Türkiye'de anti-semitizm
1930'lu yıllar "Balkanlardan gelen anti-semitizm rüzgârı" ile başladı. 1934'te Trakya bölgesinde varlıklı olan Yahudilere karşı kampanya yürütülmesi sonucu, yağmalamalar ve tehditler başladı. 14 Haziran'da çıkarılan "iskân kanunu" neticesinde, devletin bu olaylara karşı tavrı belli olmuş oldu: 15 bin Yahudi İstanbul'a veya yurt dışına göç etti. Azınlıkların "daha zengin" oluşları Cumhuriyet tarihi boyunca nazara verilen bir durumdu. İkinci Dünya Savaşı'nın ekonomik etkileri bahane edilerek 1942'de çıkan "Varlık Vergisi" gayrimüslimlerin mülklerinin 'devletleştirilmesi' adına kullanıldı. Kanun, sadece gayrimüslimleri kapsamasa da, uygulumada başta Yahudiler olmak üzere, Rum, Ermeni ve Süryani azınlıklara ödeyemeyecekleri miktarda vergi mükellefiyeti getirildi. Bu süreçte 1.400 kişi Erzurum'da çalışma kamplarına sürüldü. 21 kişi, kış ve çalışma şartları sebebiyle öldü. Olay, New York Times gazetesinde haber olunca vergi kaldırıldı, ancak bu süreçte çok sayıda yabancı ve azınlık mülkü ya Hazine'ye devredildi ya da üçüncü kişilere satıldı.
'Vatandaş Türkçe konuş!'
13 Ocak 1928'de bugünkü İstanbul Üniversitesi Hukuk Fakültesi'nin o zamanki öğrencileri bir karar alır: Azınlıkların özellikle İstanbul'da Türkçeden başka bir dil konuşmasını yasaklamalı. Bu karar, bir propagandaya dönüşecektir. İstanbul'un muhtelif yerlerine "Vatandaş Türkçe konuş!" yazan bayraklar ve flamalar asılır, bunları yırtan azınlıklar gözaltına alınır. Gayrimüslimler o dönem, Ermenice, Rumca, Ladino gibi dilleri konuşuyordu ve kampanya ile, mübadelede Türkiye'ye gelmiş Boşnak ve Arnavut asıllı vatandaşların da kendi dillerini konuşmaları engellendi. Bu kampanya, 1950'lerde 6-7 Eylül Olayları'nın paralelinde yine gündeme gelecek, 27 Mayıs darbesinden sonra da, konuşulacaktı.

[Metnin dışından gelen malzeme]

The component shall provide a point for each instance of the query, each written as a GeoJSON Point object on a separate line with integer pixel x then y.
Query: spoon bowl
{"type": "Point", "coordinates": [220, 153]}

1955 yılı, İstanbul Beyoğlu'ndaki gayrimüslim dükkânlarının yağmalanması, gasp edilmesi ve şiddet eylemlerine sahne oldu. Kıbrıs meselesi nedeniyle Kıbrıslı Türkler ile Kıbrıslı Rumlar arasında yaşanan gerginlik, bugünlerde anlaşıldığı kadarıyla bir "Özel Harp Dairesi" operasyonuna hamledildi. 6-7 Eylül Olayları, asparagas haberler ve yıldırım baskılarla birlikte medyanın da sahne aldığı bir nefret eylemine dönüştü.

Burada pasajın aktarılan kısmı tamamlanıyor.